PHILIPSBURG, Sint Maarten — In February of 2018, the Kingdom of the Netherlands submitted a Written Statement to the International Court of Justice (ICJ) in The Hague regarding the Chagos Islands and their struggle for a full measure of self-governance and right to self-determination. The ICJ, also known as the World Court, is one of the six organs of The United Nations. Its primary tasks are to settle “disputes between states in accordance with international law and give advisory opinions on international legal issues.”
In the the aforementioned Written Statement of February of 2018, the Kingdom of the The Netherlands declared that “the right to self-determination of peoples is a PERMANENT, continuing, universal and inalienable right with a peremptory character.” Additionally, the Netherlands agreed without prejudice with Resolution 1514 of the United Nations General Assembly by stating that “self-determination was a right and not a principle.”
The Netherlands continued to expound that “the right of self-determination of the people of a colonial territory prevailed over any claim by the administering State” which, in the case of St. Maarten, would be the Kingdom of the Netherlands.

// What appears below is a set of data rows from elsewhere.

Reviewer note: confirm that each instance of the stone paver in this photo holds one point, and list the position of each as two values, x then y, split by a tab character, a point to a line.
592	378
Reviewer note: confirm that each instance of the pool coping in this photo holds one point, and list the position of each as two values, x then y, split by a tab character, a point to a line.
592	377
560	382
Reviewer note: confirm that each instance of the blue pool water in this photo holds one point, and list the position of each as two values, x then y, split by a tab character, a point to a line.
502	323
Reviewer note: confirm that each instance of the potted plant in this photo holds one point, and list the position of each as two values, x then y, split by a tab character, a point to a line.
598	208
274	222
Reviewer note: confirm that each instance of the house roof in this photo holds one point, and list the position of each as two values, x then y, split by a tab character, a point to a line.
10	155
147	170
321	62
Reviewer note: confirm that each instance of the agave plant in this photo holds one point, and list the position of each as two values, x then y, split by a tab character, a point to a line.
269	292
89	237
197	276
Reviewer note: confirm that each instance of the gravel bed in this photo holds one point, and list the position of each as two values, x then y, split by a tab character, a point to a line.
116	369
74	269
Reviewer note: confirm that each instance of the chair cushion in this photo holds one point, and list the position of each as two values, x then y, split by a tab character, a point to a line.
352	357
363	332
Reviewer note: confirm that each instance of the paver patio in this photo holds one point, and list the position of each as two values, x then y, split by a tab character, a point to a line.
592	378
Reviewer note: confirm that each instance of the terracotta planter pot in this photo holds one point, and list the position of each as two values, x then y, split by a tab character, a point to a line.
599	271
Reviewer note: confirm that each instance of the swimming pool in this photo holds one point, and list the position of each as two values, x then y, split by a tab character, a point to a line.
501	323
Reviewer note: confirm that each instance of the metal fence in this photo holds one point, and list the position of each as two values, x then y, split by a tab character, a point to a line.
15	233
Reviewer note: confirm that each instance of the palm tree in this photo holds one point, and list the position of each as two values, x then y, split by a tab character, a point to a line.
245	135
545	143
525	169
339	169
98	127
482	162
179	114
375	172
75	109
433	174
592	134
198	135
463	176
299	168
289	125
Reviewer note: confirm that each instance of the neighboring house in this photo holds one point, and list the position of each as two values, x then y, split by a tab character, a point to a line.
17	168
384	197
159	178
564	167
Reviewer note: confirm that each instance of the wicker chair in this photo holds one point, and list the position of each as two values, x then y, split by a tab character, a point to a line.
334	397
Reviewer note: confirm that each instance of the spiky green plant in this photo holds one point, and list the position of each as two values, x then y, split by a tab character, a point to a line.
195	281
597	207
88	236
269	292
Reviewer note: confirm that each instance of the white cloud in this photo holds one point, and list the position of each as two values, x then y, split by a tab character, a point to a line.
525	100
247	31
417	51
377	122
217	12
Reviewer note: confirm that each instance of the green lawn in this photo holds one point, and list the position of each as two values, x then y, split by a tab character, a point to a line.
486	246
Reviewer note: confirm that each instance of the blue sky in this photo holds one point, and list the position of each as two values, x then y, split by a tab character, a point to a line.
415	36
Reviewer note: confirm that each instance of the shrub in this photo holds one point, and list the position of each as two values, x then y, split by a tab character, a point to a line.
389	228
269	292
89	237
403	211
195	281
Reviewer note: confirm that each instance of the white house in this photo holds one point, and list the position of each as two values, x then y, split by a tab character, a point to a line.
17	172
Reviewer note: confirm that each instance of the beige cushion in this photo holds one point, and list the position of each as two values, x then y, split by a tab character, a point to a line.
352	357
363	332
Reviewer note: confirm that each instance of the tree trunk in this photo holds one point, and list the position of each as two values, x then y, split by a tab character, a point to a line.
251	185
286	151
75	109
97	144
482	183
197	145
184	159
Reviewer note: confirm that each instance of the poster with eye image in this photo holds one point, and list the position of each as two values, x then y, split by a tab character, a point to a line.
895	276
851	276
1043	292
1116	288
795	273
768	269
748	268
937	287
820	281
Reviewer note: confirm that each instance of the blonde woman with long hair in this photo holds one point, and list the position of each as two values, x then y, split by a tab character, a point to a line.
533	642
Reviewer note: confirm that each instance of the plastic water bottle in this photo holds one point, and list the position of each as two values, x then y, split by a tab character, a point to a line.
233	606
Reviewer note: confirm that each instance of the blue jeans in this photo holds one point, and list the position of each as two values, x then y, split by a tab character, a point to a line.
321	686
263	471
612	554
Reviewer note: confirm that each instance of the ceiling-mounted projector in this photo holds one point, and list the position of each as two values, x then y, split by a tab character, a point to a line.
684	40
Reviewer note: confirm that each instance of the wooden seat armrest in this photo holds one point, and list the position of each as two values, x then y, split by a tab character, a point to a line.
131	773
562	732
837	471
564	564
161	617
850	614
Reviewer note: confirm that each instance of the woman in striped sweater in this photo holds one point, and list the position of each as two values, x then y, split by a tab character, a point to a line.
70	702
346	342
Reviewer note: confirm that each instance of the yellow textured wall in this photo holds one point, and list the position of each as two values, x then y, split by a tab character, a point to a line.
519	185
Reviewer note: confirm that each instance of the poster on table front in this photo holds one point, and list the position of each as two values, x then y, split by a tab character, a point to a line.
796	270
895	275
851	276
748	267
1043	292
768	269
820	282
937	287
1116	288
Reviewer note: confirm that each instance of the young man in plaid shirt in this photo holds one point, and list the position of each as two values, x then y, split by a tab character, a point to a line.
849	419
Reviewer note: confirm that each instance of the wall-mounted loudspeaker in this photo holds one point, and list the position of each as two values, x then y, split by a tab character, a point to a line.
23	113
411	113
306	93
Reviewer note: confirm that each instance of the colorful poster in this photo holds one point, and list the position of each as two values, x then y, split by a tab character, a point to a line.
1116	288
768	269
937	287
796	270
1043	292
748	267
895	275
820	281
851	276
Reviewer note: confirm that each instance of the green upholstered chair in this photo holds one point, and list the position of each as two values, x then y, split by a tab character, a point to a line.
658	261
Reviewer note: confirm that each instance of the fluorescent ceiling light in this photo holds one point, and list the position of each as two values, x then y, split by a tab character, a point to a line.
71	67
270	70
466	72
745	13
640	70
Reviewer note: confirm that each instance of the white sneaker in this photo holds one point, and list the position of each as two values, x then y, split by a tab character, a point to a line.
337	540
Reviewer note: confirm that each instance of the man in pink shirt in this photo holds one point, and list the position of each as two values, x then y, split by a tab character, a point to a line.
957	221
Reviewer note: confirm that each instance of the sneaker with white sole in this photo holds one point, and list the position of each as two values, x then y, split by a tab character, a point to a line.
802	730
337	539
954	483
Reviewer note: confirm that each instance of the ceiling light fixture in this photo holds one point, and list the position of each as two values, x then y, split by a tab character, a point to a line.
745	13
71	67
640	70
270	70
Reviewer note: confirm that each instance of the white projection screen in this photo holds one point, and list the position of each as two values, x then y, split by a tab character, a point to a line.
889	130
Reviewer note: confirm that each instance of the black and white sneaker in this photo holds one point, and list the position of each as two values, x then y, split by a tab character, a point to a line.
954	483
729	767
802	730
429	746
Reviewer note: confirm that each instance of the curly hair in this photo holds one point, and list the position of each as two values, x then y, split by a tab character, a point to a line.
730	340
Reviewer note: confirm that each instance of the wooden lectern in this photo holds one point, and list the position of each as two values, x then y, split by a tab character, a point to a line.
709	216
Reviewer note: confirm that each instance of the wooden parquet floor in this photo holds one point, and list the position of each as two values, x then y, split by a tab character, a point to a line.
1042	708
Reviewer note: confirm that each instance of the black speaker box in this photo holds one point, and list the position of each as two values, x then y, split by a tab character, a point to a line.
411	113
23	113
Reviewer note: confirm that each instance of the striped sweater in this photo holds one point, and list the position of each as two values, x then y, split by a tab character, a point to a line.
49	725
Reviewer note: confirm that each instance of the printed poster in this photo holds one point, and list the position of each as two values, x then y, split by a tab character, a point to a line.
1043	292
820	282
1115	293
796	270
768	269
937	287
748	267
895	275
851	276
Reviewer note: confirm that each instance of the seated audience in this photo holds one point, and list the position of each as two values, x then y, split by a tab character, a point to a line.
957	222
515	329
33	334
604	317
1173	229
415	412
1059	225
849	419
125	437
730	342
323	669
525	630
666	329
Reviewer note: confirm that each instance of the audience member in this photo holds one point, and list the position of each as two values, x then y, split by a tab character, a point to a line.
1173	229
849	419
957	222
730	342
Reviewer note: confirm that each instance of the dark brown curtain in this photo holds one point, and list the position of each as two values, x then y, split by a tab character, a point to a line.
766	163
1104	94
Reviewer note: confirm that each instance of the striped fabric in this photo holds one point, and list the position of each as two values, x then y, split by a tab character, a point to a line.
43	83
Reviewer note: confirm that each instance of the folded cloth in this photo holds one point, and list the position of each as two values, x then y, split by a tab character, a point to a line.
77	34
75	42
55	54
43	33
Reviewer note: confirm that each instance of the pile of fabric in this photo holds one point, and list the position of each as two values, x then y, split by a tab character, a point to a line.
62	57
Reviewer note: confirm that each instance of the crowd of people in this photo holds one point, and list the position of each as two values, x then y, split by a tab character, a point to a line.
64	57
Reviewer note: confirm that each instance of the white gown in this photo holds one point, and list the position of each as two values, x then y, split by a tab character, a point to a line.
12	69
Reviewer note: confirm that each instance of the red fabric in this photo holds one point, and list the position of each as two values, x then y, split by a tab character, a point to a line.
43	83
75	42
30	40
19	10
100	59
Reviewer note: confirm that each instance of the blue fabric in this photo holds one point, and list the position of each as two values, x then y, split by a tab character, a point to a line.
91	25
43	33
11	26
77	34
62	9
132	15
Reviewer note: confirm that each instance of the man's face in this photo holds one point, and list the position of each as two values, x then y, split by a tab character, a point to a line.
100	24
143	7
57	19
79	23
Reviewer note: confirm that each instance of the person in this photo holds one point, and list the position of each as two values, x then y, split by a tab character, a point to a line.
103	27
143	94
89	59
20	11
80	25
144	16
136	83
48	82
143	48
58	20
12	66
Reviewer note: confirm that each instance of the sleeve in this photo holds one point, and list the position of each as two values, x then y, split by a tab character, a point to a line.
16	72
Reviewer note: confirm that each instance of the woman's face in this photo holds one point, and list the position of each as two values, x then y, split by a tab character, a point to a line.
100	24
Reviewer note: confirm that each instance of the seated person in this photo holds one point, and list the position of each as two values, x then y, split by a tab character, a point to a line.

In paragraph 2.2 of the Written Statement, The Netherlands declared that “it must also be concluded that the decisions on the political status and the economic, social and cultural development are made by the people itself, or its legitimate representatives, not by others. Moreover, such decisions shall be made in full freedom, without any outside pressure or interference.”
When we compare this bold statement by the Kingdom of the Netherlands versus their undiplomatic and impartial implementation of the Kingdom Law and the CRE, we see the hypocrisy. The Kingdom of the Netherlands poses before the international community as this progressive enlightened state, while abusing defenseless islands by doing exactly the opposite of what they so loudly proclaim on the international stage. When confronted about this contradictory approach, the Kingdom representatives distance themselves or try to downplay the importance of these bold pronouncements initially made at the International Court of Justice.
In closing, it is clear to see that The Netherlands is a staunch defender of international laws and the United Nations as was undoubtedly demonstrated through their Written Statement to the International Court of Justice in February of 2018. They clearly have a sound understanding regarding the obligations and parameters of a full measure of self-government, the right to self-determination, as well as, decolonization.